- Interactive map of the Pearl GTL area

General information
- Type: Gas to liquids plant
- Location: Ras Laffan, Qatar
- Cost: $18 billion
- Owner: QatarEnergy Royal Dutch Shell

Website
- shell.com/pearl-gtl

= Pearl GTL =

Gas to liquids plant based in Ras Laffan, Qatar

Pearl GTL is a gas to liquids (GTL) plant based in Ras Laffan, Qatar. It converts natural gas into a range of liquid hydrocarbon products, including naphtha, kerosene, normal paraffins, gas oil and base oils. It is the largest GTL plant in the world. The first commercial shipment from the Pearl GTL was made on 13 June 2011. The project is a Production Sharing Agreement (PSA) between QatarEnergy and Shell. Pearl GTL received the 2021 "Asset of the Year" award by Shell.

==Technical features==
Upon achieving its full capacity in 2012, the Pearl GTL can convert 1.6 e9cuft/d of natural gas into 140,000 oilbbl/d of petroleum liquids and 120,000 BOE into natural gas liquids and ethane. The integrated process automation and control system for the main plant and the onplot tank farm were designed and implemented by Honeywell, while that for the offplot tank farm and the loading berths were designed and implemented by Invensys. Page Europa was contracted as overall Telecom System Integrator for both onshore and offshore telecommunications systems. ABB Group was contracted to supply all of the electrical and control systems. The first train started production in May 2011, followed by the second train in November 2011.

The main contractors were KBR and JGC Corporation. Other contractors were J. Ray McDermott, CB&I, Consolidated Contractors Company, Kentz, Descon Engineering Limited. The process pumps are supplied by Flowserve, chemical injection pumps are by LEWA Germany and eight turbomachinery trains for use in the air separation systems are supplied by Linde. Half of the 24 reactors for the Fischer–Tropsch process were supplied by MAN AG.
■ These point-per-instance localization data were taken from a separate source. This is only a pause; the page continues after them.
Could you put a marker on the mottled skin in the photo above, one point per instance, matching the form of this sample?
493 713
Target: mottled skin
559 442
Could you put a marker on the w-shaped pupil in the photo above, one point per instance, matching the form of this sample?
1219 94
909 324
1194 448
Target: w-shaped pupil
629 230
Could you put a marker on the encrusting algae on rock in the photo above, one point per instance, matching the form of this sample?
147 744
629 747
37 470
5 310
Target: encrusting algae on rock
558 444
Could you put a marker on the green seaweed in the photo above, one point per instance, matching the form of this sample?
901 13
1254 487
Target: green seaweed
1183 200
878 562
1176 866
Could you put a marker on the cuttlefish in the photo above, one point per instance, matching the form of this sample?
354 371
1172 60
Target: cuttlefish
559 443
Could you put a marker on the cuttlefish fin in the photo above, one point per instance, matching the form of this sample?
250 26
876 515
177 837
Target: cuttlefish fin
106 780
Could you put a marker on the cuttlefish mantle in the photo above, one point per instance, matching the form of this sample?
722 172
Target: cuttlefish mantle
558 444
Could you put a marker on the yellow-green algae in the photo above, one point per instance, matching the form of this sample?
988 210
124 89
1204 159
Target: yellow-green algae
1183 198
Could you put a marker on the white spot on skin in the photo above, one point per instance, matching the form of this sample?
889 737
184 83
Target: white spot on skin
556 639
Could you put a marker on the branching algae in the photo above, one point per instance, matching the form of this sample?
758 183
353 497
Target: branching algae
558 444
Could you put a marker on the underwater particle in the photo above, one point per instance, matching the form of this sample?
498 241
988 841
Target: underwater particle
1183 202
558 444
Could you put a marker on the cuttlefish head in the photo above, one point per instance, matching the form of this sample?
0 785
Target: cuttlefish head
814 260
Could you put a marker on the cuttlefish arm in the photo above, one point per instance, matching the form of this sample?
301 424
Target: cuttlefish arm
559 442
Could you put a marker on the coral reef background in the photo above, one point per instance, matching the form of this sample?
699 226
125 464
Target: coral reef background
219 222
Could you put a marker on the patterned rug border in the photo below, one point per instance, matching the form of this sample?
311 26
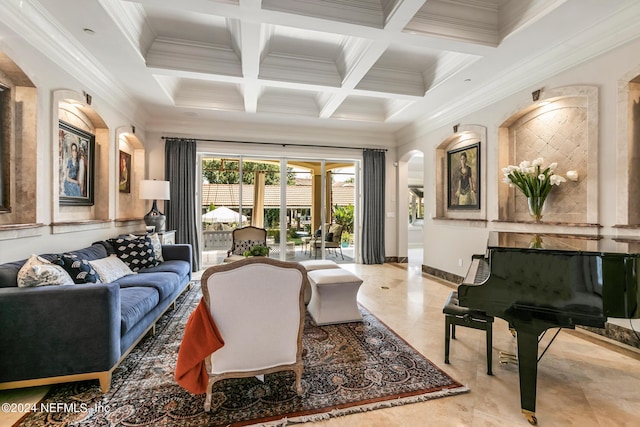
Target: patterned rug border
307 415
366 405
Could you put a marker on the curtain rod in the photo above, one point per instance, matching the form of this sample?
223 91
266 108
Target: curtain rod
276 143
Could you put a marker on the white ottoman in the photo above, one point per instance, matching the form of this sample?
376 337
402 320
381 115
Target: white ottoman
312 265
318 264
333 296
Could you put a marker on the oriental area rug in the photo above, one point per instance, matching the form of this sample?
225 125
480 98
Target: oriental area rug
348 368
The Pearl GTL project built upon the foundations of the smaller scale GTL project in Bintulu, Malaysia, which has been in operation since 1993. The plant reached full production in mid-2012.

==Iran Missile Strike==
The facility was damaged by ballistic missile strike during the 2026 Iranian strikes on Qatar, and one of the two production units could be offline for a year while being repaired.

==Cost==
In 2003, the project cost was estimated to be US$5 billion. However, after facing huge cost escalation, it was reported to be $18 billion in 2007, and, according to QatarEnergy sources, final project cost is expected to reach as high as $24 billion. Because Shell's contract provided them with the input gas for free, the project was calculated to be viable once the price of oil exceeded $40 per barrel.
==GTL fuel==
The primary products of the Pearl GTL plant is naphtha and transport fuels, with paraffins and lubricant oils as smaller by-products of the process. The transport fuel can be used in existing light and heavy diesel engines and has been shown to have a number of benefits, such as lower emissions and engine performance enhancement.